Due anni fa, Suzuki ha deciso di importare l’ultima versione di questa sua storica media cilindrata, che in effetti era già stata presentata all’EICMA milanese del 2009 come model year 2010, ma che in Italia non si era vista: un modello sottoposto ad un discreto ma ben riuscito lifting, e che ancora oggi, secondo noi, può rappresentare una buona scelta per chi ami le moto più classiche e di buona sostanza.
Linee più arrotondate e armoniche, dunque, donano alla Bandit S un ulteriore tocco di stile: in particolare la nuova semicarena, che monta anche un faro a parabola multi riflettente ridisegnato, a nostro avviso è molto più elegante della precedente. Anche se due “frecce” anteriori ben integrate alla parte bassa del cupolino, anziché sporgenti, avrebbero certamente giovato al nuovo look del musetto.
Peccato, però, che le norme anti-inquinamento abbiano praticamente trasferito anche sulla Bandit 650 il “tubone” di scarico della sorellona 1250, sempre in acciaio inox, ma decisamente imponente.
È senz’altro apprezzabile, anche qui, il pulsante dell’hazard sul blocchetto elettrico sinistro del manubrio, e ancor più lo è l’idea di ricavare due portaoggetti con sportellini a scatto ai lati del cruscotto: il sinistro alloggia la presa a 12 Volt, di dimensioni standard. Naturalmente la Bandit S conserva la possibilità di regolare la posizione del manubrio (10 mm in avanzamento), il precarico delle molle anteriori e posteriore, l’idraulica del monoammortizzatore stesso, le distanze delle leve dalle manopole e l’altezza della sella (a 790 oppure 810 mm). Sella che qui è asportabile (la serratura è sul codino, a sinistra), e sotto troviamo la batteria e un piccolo spazio sufficiente per gli attrezzi, i documenti e poco più. Rinnovata anche qui la strumentazione di bordo, come spiegato più dettagliatamente di seguito. Da notare la presenza sia della stampella laterale che del cavalletto centrale, non agevolissimo da usare.
Strumentazione
☻☻☻☻☻ V-Strom
Il cruscotto è completamente diverso da quello della versione originaria, composto da tachimetro e contagiri analogici ai lati di un display digitale. La nuova strumentazione è del genere più compatto e asimmetrico – tendenza molto in voga attualmente - ma tuttavia ancor più completa: di analogico ha solo il contagiri, affiancato a destra da un display LCD rettangolare (gestibile dal manubrio con l’indice sinistro) che indica la velocità, il livello carburante a barrette con annessa spia della riserva, il contachilometri totale e doppio parziale, l’ora e la temperatura del liquido refrigerante.

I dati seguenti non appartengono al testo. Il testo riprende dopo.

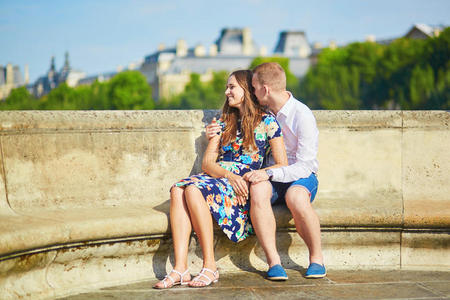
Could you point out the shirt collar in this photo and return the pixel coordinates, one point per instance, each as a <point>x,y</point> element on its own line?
<point>287,106</point>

Le novità sono il termometro ambientale, l’indicatore della marcia inserita (funzione che Suzuki fu la prima ad introdurre, già nei primi anni 70, sulle tricilindriche GT380, 550 a due tempi) e i due indicatori di consumo medio, uno per ogni "trip". Da notare che è possibile anche regolare la luminosità dello sfondo, su 6 livelli di intensità. Altra novità è la spia luminosa dell’indicatore di gelo (si accende sotto i 3 e si spegne sopra i 5 °C), inglobata nel contagiri assieme alla spia rossa di allarme surriscaldamento del motore. Sopra al tutto figurano le spie luminose delle “frecce”, del folle, della riserva e dell’abbagliante.
Quanto alla precisione del tachimetro, i 50 km/h effettivi corrispondono a 55 indicati; i 90 a 98 ed i 130 a 142.
☻☻☻☻☻ Bandit S
Anche la Bandit S ha ricevuto una nuova strumentazione della generazione “compatta ma (abbastanza) completa”. Anche se meno prodigo di informazioni rispetto a quello similare della V-Strom, dunque, l’attuale cruscotto è decisamente più moderno del precedente, che era sempre costituito dal contagiri analogico, ma abbinato ad un display LCD rettangolare inserito nell’involucro circolare di un tachimetro a lancetta.
Le informazioni fornite dall’attuale display comprendono il tachimetro, il contachilometri totale e parziale, l’ora, la marcia inserita, l’indicatore di livello carburante con spia lampeggiante della riserva . Il contagiri invece ospita le classiche spie luminose di folle, batteria, temperatura motore, pressione olio, luci ed ABS.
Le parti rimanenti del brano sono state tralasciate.